In general, virtually all patients had lower respiratory and hepatic impairment rates than after the first infection, and none of them required re-ventilation. According to scientists, this may be due to the fact that the second time patients received more effective therapy, as doctors receive more and more new data on the treatment of COVID-19, excluding toxic and useless drugs.
“Although re-infection was easier than the primary infection, mortality was associated with it,” the scientists warned.

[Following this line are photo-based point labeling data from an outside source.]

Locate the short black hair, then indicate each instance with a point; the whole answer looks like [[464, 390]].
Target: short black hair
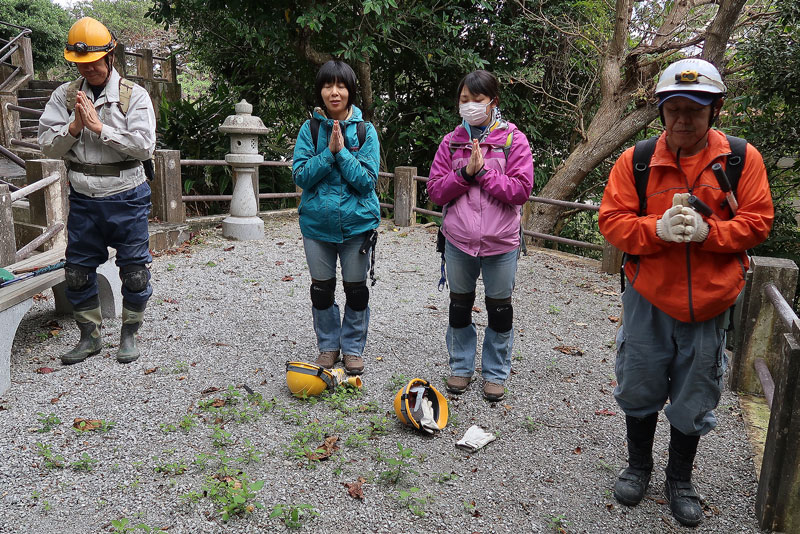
[[335, 71], [479, 82]]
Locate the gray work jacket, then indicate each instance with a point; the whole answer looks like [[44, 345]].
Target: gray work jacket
[[123, 137]]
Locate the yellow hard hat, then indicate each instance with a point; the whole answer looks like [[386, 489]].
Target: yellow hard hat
[[405, 401], [308, 379], [88, 40]]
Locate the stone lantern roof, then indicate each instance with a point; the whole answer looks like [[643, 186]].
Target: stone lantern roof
[[243, 123]]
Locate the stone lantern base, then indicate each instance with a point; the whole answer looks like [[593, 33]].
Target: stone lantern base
[[243, 228]]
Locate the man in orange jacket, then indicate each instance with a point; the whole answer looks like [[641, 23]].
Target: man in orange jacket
[[684, 273]]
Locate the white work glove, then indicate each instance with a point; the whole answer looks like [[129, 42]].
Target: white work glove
[[427, 422], [475, 438], [672, 225], [696, 229]]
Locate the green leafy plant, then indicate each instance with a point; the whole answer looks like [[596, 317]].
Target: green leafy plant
[[233, 495], [293, 515], [399, 466], [51, 460], [85, 463], [48, 422], [409, 499]]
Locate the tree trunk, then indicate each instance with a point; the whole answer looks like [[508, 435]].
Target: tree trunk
[[613, 125]]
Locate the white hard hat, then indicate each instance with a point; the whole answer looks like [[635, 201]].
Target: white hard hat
[[694, 78]]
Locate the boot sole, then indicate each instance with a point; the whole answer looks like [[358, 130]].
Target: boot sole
[[70, 361]]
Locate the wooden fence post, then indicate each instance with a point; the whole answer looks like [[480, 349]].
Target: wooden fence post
[[612, 258], [119, 59], [778, 498], [167, 187], [759, 335], [8, 245], [48, 205], [144, 64], [405, 195]]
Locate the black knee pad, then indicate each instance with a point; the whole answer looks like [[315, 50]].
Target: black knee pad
[[134, 277], [357, 295], [322, 293], [461, 309], [501, 314], [77, 277]]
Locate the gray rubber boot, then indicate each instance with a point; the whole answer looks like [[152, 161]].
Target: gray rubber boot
[[90, 342], [131, 321]]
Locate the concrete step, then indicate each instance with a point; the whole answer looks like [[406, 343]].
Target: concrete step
[[44, 84]]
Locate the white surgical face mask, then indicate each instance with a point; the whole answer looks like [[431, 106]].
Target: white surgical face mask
[[474, 112]]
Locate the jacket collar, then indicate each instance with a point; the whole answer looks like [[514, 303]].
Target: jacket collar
[[716, 148], [110, 90]]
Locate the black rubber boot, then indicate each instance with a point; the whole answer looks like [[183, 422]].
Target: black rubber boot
[[631, 484], [131, 321], [684, 501], [90, 343]]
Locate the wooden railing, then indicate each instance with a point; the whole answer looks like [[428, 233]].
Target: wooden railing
[[766, 360], [44, 219], [168, 188], [16, 68]]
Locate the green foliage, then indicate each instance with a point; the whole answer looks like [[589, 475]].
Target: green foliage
[[49, 24], [126, 18], [232, 495], [764, 108], [399, 466], [293, 515]]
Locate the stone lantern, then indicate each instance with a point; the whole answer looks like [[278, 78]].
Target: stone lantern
[[243, 223]]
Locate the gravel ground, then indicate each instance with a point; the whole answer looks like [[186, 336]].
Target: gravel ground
[[229, 314]]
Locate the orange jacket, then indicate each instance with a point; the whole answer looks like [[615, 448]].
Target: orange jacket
[[691, 282]]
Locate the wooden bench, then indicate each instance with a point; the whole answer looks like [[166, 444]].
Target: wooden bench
[[16, 299]]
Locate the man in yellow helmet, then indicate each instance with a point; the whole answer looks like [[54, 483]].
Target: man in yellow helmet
[[103, 126]]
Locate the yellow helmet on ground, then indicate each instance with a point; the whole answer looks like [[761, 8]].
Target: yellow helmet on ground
[[308, 379], [408, 405], [88, 40]]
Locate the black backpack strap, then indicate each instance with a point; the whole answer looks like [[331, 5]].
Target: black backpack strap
[[642, 153], [361, 132], [314, 125], [735, 162]]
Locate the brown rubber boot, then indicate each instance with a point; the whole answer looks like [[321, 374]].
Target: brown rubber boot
[[328, 358]]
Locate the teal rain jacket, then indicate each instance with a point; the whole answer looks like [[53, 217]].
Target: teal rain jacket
[[339, 200]]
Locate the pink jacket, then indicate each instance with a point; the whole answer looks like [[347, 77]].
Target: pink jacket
[[482, 216]]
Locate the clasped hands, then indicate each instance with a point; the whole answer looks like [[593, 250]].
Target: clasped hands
[[85, 116], [680, 223], [336, 142], [475, 159]]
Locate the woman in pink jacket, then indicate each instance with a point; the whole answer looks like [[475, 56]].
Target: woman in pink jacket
[[481, 175]]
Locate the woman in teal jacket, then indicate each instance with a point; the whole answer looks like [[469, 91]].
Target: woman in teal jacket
[[336, 161]]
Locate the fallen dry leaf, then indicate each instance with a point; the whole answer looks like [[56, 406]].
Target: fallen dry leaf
[[604, 412], [569, 349], [87, 425], [324, 451], [354, 489]]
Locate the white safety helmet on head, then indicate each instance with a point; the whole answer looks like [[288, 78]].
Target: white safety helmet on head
[[695, 79]]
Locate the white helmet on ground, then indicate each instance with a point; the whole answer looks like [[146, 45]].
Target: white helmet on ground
[[693, 78]]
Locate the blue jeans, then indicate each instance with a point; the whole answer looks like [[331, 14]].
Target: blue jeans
[[118, 221], [499, 272], [334, 333], [660, 358]]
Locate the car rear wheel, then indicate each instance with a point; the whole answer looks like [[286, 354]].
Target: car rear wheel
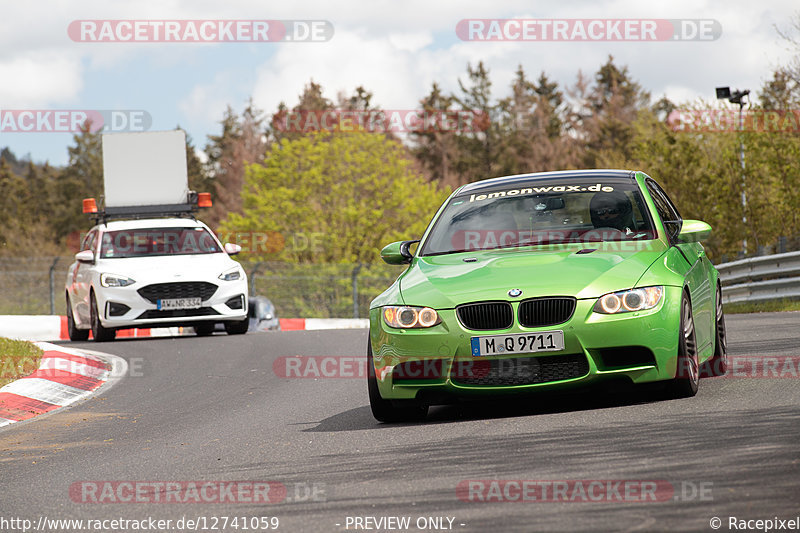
[[387, 410], [75, 334], [99, 333], [718, 365], [687, 374], [237, 328]]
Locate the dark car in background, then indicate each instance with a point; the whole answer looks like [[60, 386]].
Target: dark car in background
[[262, 315]]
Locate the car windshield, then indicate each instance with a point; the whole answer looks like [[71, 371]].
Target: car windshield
[[547, 213], [147, 242]]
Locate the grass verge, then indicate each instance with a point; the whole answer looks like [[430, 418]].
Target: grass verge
[[17, 359], [763, 307]]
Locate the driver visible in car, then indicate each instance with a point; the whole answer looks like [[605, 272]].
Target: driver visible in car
[[612, 210]]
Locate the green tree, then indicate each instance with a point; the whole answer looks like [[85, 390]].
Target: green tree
[[355, 190], [241, 142], [435, 148], [82, 178]]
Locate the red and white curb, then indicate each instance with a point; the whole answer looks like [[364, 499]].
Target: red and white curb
[[54, 327], [65, 376]]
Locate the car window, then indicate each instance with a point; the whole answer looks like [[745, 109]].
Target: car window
[[666, 209], [146, 242], [547, 213]]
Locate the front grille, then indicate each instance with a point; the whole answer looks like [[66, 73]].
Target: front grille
[[522, 370], [486, 315], [182, 289], [177, 313], [543, 312]]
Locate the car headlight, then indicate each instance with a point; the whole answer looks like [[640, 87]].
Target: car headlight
[[629, 301], [231, 275], [405, 317], [114, 280]]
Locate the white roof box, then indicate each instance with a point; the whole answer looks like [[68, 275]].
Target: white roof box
[[144, 170]]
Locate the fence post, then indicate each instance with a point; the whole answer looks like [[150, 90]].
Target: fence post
[[356, 270], [53, 286]]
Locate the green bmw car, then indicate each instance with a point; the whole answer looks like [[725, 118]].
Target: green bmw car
[[541, 282]]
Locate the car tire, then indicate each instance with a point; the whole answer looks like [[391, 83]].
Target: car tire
[[237, 328], [100, 333], [203, 330], [718, 364], [687, 372], [387, 410], [74, 333]]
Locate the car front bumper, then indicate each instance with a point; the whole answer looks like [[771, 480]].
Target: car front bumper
[[227, 303], [637, 347]]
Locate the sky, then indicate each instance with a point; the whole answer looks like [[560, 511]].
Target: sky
[[395, 49]]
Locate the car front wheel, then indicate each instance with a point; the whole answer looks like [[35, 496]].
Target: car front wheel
[[74, 333], [687, 373], [386, 410]]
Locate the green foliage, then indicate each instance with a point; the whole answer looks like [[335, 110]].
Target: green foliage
[[357, 191]]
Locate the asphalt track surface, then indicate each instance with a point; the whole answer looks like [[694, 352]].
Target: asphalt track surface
[[212, 409]]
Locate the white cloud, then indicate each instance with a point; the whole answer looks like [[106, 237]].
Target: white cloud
[[38, 79]]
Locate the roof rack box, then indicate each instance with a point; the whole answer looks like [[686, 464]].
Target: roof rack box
[[143, 170]]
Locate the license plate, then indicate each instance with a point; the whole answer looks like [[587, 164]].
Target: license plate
[[543, 341], [179, 303]]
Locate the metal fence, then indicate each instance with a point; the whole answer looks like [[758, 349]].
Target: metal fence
[[757, 279], [35, 286]]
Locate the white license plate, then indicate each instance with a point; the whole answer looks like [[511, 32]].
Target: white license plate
[[543, 341], [179, 303]]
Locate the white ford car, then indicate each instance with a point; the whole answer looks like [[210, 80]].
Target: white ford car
[[154, 272]]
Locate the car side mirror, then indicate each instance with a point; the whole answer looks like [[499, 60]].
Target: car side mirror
[[85, 256], [232, 249], [694, 231], [398, 253]]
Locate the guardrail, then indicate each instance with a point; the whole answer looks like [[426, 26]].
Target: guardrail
[[743, 280]]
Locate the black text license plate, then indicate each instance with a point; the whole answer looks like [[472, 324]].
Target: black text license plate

The study authors also identified potential risk groups for re-infection: for example, smokers are almost twice as likely to be reinfected as people without nicotine addiction. The presence of bronchial asthma increases this risk three times, belonging to the black race – two times. At the same time, there were no significant differences in age and gender among patients who were infected twice.
Note that this study did not assess the risk of re-infection due to the spread of new variants of the coronavirus. However, according to the latest data, the delta variant of SARS-CoV-2, first discovered in India, is contagious by at least 40% compared to the “British” alpha variant, and the likelihood of hospitalization in infected patients doubles.